Capire che potrebbero farsi portavoce del malcontento e della rabbia di tutte le persone sveglie e risvegliatesi dal loro torpore consumista dalle mazzate tirategli tra capo e collo dal sistema finanziario e politico mondiale, sarebbe indispensabile oggi, considerato che abbiamo potuto constatare tutti dove è andato a parare quello che è stato spacciato come il “sistema del benessere” e cosa nasconde in verità il concetto di “cooperazione internazionale”.

Prendetelo come uno sfogo personale, come la cosa che volevo dire e scrivere e che molti altri pensano, continuate a tifare per la vostra nazione ed i vostri paladini e poi a lamentarvi della crisi nella pausa pubblicitaria davanti alla tv, va bene, così è stato per tanti decenni e così continueremo. Loro, gli atleti, intanto, si limiteranno a correre, a giocare e gareggiare per la regina, per la propria nazione e per la propria famiglia e non diamogli la colpa di non essere coscienti che lo sport potrebbe andare ben oltre le sfide agonistiche ed aiutare a veicolare il messaggio della necessità di cambiare drasticamente il sistema politico e sociale mondiale.
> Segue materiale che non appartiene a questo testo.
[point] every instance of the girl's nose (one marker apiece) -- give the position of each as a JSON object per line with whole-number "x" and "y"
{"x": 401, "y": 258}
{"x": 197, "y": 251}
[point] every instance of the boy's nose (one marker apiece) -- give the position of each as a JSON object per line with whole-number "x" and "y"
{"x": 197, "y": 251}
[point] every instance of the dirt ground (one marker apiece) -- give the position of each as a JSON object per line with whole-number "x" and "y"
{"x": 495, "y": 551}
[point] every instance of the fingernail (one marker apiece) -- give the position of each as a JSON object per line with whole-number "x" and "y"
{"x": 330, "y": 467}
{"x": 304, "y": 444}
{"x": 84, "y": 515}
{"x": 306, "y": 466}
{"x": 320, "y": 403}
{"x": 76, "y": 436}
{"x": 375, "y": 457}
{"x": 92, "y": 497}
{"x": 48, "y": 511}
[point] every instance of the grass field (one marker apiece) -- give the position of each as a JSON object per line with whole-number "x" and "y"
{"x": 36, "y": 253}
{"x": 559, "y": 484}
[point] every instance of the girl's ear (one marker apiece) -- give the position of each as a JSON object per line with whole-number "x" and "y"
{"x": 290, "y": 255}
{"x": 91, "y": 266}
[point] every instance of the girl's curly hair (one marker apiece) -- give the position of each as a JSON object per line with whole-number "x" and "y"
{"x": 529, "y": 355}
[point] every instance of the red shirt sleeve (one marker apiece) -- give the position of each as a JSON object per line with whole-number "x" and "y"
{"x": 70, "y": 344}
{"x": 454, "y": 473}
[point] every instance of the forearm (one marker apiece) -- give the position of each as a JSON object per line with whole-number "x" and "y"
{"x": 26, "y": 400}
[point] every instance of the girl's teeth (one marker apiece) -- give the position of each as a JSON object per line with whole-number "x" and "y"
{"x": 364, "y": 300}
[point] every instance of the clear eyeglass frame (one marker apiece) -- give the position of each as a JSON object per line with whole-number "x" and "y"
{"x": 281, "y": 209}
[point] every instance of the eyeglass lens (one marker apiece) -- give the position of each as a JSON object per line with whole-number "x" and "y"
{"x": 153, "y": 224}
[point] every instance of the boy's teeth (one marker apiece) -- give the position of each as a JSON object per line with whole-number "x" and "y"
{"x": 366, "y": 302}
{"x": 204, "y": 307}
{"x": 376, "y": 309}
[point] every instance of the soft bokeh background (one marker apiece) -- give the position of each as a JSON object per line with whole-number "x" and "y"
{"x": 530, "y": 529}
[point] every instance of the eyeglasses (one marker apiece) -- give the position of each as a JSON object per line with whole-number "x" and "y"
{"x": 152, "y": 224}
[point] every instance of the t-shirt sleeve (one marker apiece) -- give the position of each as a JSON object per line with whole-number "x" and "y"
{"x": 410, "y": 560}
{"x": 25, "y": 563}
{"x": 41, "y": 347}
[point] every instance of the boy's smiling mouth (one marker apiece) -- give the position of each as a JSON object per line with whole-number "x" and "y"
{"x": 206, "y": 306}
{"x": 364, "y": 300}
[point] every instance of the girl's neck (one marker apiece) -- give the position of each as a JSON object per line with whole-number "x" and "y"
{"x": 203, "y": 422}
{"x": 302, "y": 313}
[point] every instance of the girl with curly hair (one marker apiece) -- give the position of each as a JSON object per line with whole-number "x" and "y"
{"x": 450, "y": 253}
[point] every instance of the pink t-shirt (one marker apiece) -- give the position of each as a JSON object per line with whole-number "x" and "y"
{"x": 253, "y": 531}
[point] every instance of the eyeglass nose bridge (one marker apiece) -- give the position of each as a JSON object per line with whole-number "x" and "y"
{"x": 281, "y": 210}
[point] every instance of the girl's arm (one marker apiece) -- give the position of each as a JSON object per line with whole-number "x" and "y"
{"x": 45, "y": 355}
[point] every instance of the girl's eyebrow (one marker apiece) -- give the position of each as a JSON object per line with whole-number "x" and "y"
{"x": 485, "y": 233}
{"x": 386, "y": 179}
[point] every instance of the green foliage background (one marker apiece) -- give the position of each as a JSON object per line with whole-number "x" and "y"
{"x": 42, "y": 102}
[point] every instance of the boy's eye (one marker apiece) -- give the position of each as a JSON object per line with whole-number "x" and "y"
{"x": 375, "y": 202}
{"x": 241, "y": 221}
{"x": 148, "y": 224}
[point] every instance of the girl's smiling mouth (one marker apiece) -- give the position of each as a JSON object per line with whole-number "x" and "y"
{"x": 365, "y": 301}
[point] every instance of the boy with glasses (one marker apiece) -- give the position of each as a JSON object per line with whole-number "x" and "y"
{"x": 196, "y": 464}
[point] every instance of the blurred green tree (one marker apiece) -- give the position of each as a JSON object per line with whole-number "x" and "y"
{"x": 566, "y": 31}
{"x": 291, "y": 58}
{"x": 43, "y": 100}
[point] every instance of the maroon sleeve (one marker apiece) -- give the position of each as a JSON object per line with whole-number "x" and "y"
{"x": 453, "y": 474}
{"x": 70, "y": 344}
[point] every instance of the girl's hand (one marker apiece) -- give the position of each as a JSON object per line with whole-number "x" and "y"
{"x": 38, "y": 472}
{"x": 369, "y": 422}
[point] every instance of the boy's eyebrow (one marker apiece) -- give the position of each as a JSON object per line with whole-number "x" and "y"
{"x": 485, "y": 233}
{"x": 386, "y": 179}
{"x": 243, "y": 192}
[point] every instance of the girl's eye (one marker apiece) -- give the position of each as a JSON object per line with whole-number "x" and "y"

Non gliene faccio una colpa, non fraintendetemi, però gli manca questo senso di responsabilità che oggi è, oltre che necessaria, fondamentale. Sarebbe ora che qualcuno di loro facesse qualcosa che smontasse il siparietto sportivo che nasconde gli abusi ed i soprusi politici ed economici internazionali. Boicottare la manifestazione sportiva nel suo complesso sarebbe il massimo, una dimostrazione ai “potenti” che noi siamo poi così pecoroni da panem et circenses e che gli atleti non sono solo bravi e buoni coniglietti che girano nella ruota o porcellini d’india del sistema, che lottano tra di loro per gonfiare gli animi dei tifosi d’entusiasmo patriottico e foderare con buone fette di prosciutto york gli occhi degli spettatori… mentre 3/4 del mondo sta piangendo dai crampi della fame.

Lasciamo stare il discorso dei costi, dei 40 milioni d’euro spesi finora per fuochi d’artificio, fumi e raggi laser e dell’arsenale militare dispiegato tutt’intorno Londra, quasi più consistente dell’armamento bellico che il Regno Unito avevo utilizzato durante la Seconda guerra mondiale. Ma sì, sono soldi ben spesi, no? E poi, per quanto riguarda le armi, i lanciarazzi ed i cecchini sono là solo per una questione di sicurezza, la nostra sicurezza.

Dio salvi la regina, così simpatica da fare anche la parte di una bond-girl, che bello, che divertente.